We are all familiar with provenance being a distinctive product characteristic; it often donates quality food from a particular region of the country. For those products that have the fame, reputation, stamina and commercial clout geographical brand protection has been very effective at limiting direct competition. The wines of Champagne are the most obvious example of how similar alcoholic drinks, even made in the same way, can’t use the name of the area in France called Champagne.

Off the top of my head there are many products that rely on map coordinates, their geography, more formally in trademark terms called Geographic  Indication or GI, or “appellation of origin”, to differentiate them in consumers’ minds: Cornish Clotted Cream; Arbroath Smokies: Scotch Whisky; Gruyere Cheese; Jersey Royal Potatoes; Melton Mowbray Pork Pies. Compared to the rest of Europe the UK has a relatively short list of these due to the industrialisation of its agriculture. Interestingly, Newcastle Brown Ale formerly had such protection until the brewer moved its production facility to Gateshead and it was removed.

The sort of intellectual property protection that is afforded by GI is nice to have but, as you can see from the short list above, it mainly applies to foodstuffs where there is some sort of artisanal tradition to exploit; a traditional expertise that morphed into a brand that is now protected by law.  But how can you exploit geography, a simple position on the map, without such protection? Well, at its most basic, many people rely on providing local services as a very important element of how they differentiate themselves. You’d probably think twice about choosing a plumber based 100 miles away from your home; many service providers are territorial and their territory is quite small. Marks & Spencer, a UK retailer with a distinctive food offering, is a master at value selling and never sells anything without some sort of qualification and very often it is provenance, the region, or even the farm, it is produced on. Provenance is big in food retailing these days.

I recently came across a couple of less formal but quiet powerful uses of location branding that seem to work very well. The first was a jeweller in Falmouth, Cornwall, selling wedding rings made out of “Cornish Tin & Gold”. It had bought up a job lot of Cornish tin from a shipwreck and used it to mix with gold to produce wedding rings with a very strong local provenance. Although, rather cleverly in fact, many might have mistakenly interpreted the strap line as meaning that the gold came from Cornwall, it is only the tin that does. Even so, it is still a strongly differentiated product for those of us, like me, who want a wedding ring from this part of the world, something different which associates a special event in my life with my emotional home.

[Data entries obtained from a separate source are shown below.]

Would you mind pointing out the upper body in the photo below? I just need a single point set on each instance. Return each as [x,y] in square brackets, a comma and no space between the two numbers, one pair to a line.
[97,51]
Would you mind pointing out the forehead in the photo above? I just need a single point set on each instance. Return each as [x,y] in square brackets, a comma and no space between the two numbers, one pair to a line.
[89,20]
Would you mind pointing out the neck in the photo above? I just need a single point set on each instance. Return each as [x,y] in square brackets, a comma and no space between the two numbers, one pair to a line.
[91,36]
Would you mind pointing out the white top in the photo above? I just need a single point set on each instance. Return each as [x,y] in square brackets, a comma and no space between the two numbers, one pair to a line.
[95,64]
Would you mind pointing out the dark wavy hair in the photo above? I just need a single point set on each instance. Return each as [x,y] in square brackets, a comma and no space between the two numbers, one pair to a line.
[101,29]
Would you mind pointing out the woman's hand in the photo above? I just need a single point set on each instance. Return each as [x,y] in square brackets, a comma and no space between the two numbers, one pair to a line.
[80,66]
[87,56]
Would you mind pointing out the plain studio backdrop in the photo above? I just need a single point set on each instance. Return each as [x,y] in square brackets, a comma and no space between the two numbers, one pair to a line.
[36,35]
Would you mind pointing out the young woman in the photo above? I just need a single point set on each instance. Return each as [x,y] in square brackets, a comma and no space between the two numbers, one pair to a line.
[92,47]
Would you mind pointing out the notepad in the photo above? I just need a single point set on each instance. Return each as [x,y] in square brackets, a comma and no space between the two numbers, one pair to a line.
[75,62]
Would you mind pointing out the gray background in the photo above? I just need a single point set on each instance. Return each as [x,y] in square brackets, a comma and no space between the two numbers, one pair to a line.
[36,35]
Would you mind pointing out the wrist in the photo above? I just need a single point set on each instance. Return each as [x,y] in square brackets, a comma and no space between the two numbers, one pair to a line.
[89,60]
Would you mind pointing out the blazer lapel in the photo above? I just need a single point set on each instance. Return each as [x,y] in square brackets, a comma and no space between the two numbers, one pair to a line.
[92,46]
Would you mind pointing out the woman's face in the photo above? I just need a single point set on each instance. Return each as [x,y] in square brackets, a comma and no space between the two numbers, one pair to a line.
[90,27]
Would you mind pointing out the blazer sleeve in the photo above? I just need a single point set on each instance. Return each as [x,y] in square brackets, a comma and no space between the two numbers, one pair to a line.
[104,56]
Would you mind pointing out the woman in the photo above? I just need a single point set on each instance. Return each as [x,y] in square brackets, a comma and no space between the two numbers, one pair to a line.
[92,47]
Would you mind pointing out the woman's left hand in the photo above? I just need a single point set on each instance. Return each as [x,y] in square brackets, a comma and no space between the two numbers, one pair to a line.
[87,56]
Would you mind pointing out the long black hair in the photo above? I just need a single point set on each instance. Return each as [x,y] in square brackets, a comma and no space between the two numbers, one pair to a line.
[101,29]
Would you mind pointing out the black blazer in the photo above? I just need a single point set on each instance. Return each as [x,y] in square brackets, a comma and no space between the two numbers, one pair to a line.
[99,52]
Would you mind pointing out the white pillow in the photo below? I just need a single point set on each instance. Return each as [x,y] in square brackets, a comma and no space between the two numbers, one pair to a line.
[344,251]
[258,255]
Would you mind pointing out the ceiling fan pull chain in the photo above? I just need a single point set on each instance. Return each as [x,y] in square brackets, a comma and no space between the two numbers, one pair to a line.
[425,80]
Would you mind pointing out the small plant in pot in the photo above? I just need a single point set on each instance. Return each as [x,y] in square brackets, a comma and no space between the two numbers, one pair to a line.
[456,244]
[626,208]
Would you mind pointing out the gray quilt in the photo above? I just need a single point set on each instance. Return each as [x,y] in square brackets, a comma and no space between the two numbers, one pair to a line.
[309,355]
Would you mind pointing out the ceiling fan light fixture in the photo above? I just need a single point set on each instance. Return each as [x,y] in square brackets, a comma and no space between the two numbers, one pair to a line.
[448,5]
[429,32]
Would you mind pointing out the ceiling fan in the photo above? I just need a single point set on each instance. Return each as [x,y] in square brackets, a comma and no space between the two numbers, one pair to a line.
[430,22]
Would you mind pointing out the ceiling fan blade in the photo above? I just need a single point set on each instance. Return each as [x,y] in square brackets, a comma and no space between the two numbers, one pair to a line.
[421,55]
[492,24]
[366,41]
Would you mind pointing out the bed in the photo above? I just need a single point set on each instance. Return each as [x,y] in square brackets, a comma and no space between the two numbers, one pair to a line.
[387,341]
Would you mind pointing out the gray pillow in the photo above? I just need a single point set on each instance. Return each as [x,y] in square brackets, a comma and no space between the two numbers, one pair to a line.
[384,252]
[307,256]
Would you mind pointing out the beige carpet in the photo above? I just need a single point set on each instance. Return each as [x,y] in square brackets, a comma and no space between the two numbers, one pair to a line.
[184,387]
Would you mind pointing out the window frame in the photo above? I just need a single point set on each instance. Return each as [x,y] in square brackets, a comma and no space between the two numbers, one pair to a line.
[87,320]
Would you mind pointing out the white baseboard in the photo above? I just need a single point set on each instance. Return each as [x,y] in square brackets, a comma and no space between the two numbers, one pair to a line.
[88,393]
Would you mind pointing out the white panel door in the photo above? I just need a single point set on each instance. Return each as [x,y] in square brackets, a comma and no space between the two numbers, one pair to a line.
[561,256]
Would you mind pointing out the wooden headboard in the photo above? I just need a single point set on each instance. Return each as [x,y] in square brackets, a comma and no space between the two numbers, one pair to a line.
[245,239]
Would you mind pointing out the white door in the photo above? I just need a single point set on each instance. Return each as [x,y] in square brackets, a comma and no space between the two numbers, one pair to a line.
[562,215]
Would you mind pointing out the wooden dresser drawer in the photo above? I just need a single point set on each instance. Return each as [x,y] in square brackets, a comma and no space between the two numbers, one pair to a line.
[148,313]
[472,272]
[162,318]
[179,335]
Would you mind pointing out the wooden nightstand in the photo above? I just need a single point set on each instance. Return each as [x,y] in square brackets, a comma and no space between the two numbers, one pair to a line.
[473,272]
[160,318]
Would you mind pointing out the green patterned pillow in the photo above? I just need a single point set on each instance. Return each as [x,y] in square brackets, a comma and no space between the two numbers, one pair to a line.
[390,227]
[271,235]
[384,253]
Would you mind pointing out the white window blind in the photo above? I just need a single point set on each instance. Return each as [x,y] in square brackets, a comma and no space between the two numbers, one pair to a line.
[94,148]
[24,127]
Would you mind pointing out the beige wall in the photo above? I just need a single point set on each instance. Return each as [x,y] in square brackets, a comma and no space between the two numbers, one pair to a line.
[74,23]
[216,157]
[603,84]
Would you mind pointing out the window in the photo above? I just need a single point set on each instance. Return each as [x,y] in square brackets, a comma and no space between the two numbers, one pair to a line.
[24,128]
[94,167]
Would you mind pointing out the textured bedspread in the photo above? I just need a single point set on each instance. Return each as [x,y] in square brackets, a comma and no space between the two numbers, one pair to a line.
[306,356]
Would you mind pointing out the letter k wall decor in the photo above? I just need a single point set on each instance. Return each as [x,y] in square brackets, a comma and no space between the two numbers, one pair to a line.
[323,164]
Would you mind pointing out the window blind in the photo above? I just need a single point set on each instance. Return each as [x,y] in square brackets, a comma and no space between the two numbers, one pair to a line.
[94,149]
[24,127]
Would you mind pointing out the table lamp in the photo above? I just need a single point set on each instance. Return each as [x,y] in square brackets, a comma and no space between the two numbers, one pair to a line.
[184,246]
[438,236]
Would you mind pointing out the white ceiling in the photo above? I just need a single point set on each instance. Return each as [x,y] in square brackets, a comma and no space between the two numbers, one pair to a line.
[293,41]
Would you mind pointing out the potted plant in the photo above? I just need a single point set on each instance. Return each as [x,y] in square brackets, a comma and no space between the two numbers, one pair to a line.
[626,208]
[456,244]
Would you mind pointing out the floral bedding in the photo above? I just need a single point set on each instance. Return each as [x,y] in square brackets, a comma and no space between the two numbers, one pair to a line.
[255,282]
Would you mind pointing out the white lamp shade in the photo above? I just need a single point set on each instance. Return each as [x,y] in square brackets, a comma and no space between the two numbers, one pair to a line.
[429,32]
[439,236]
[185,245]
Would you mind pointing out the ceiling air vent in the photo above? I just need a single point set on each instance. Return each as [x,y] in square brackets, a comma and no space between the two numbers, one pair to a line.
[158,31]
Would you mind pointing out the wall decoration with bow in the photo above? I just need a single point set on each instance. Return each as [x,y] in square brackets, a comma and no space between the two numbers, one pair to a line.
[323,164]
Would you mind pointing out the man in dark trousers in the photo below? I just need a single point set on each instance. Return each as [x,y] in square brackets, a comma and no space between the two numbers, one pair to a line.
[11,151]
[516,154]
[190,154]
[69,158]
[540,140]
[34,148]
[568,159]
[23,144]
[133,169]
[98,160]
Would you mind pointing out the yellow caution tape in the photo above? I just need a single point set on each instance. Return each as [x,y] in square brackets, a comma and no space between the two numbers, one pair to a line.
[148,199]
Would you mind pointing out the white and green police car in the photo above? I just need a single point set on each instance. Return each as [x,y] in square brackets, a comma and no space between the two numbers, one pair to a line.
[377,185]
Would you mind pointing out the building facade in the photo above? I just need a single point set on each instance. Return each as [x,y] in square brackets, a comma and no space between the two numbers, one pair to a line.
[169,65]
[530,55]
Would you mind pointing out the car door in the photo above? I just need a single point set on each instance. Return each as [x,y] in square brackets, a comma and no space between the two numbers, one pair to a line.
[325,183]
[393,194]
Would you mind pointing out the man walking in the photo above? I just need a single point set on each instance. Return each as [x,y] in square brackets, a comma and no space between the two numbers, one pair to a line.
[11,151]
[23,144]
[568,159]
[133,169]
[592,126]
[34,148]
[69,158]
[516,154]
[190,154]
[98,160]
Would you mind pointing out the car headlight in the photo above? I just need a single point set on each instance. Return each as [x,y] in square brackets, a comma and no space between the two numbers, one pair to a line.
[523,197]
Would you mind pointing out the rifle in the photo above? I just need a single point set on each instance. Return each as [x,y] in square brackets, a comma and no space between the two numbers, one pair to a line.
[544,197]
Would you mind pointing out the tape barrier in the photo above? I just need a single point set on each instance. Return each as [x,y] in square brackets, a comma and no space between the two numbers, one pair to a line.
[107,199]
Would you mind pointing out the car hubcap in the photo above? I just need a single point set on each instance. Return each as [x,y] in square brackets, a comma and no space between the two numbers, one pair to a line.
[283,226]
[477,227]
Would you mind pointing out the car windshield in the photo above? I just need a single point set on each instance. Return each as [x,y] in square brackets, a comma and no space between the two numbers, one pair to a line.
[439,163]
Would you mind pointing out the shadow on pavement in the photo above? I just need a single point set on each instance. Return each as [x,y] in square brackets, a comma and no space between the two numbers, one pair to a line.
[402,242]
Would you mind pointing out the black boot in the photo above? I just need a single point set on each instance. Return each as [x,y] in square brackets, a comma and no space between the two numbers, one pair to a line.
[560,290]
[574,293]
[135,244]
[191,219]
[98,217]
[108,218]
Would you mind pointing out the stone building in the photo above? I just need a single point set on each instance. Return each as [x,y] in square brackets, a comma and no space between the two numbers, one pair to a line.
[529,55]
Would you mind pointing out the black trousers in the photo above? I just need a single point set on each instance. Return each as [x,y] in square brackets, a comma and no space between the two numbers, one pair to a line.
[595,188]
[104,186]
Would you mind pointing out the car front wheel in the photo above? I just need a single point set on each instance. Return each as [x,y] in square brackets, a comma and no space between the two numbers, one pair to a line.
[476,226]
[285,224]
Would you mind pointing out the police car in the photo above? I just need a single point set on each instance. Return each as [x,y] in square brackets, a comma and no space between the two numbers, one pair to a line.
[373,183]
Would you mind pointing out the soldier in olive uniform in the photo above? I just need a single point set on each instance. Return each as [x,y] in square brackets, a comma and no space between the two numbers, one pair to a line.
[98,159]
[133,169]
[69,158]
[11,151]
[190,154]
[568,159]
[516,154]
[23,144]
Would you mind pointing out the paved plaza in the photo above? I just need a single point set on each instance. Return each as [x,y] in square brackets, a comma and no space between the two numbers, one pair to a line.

The second example of “leveraging the map” I came across was also in Falmouth, in a shop specialising in “Cornish quality fayre”, under the Halzephron brand. The brand comes from Halzephron Herb Farm on the Lizard peninsular.  It emphasises the artisanal – “still being made by the same mother and daughter team” and the use of local produce “as many ingredients as possible are sourced in Cornwall”, but sells a very wide range of sauces, preserves and dressings that have long shelf lives and, apart from the brand, little to connect them with Cornwall, at least to my eyes.

Whether you want jewellery for a special occasion, or a jar of chutney to take home as a souvenir of your holiday, provenance is an important driver of value in both products as it differentiates and positions them rather uniquely. As that is what we are all striving to do with our own brands, why not ask yourself how you can use provenance more powerfully in your business?